13 4/17-21 Separate lecture notes: central limit theorem for i.i.d. Bernoulli random variables. Confidence intervals. 3.7, 4.6 Conditional distributions: conditional probability mass function, conditional density function, conditional expectation. [ASV 10]
14 4/24-28 3.9, 3.10 Random walk. (Also separate lecture notes.) Further properties of random walk.
4.12 Coupling and Poisson approximation.
15 5/1-4 General central limit theorem for IID sequences with finite variance. Sketch of proof assuming finite MGF. Comparison of normal and Poisson approximation of the binomial. Review of joint densities. Review of convolutions. Review of types of convergence. Application of Borel-Cantelli to prove that convergence in probability implies almost sure convergence along a subsequence

Instructions for homework

• Homework is collected in class on the due date, or alternately can be brought to the instructor's office or mailbox by 2 PM on the due date. No late papers will be accepted. You can bring the homework earlier to the instructor's office or mailbox.
• Observe rules of academic integrity. Handing in plagiarized work, whether copied from a fellow student or off the web, is not acceptable. Plagiarism cases will lead to sanctions. You are certainly encouraged to discuss the problems with your fellow students, but in the end you must write up and hand in your own solutions.

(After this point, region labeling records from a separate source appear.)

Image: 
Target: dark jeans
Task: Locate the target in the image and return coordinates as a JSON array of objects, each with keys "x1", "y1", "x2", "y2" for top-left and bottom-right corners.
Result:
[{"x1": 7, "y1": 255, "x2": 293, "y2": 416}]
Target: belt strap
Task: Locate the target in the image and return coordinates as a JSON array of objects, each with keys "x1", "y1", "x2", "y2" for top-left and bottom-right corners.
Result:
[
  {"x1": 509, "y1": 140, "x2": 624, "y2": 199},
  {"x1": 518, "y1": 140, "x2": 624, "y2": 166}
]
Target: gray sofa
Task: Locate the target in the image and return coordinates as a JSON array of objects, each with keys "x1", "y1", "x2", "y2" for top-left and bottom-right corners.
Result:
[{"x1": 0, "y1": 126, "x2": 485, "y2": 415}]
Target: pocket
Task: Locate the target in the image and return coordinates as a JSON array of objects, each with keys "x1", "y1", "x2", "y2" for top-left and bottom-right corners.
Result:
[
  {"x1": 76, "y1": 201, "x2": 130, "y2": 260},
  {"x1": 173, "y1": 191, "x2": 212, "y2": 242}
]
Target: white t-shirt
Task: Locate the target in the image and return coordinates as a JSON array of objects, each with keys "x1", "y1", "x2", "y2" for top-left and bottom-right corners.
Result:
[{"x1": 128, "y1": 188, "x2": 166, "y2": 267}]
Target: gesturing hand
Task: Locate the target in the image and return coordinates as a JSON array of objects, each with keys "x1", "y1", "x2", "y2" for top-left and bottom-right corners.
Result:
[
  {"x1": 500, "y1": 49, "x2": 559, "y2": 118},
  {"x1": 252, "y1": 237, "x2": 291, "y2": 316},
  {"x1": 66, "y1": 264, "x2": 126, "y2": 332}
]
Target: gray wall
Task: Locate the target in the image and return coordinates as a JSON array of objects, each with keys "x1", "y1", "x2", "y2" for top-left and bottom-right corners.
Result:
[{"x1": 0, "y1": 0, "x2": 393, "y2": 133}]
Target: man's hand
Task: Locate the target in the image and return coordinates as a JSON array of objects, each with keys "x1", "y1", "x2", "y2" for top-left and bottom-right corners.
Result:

• Organize your work neatly. Use proper English. Write in complete English or mathematical sentences. Answers should be simplified as much as possible. If the answer is a simple fraction or expression, a decimal answers from a calculator is not necessary. But for some exercises you need a calculator to get the final answer.
• As always in mathematics, numerical answers alone carry no credit. It's all in the reasoning you write down.
• Put problems in the correct order and staple your pages together. Do not use paper torn out of a binder.
• Be neat. There should not be text crossed out. Recopy your problems. Do not hand in your rough draft or first attempt. Papers that are messy, disorganized or unreadable cannot be graded.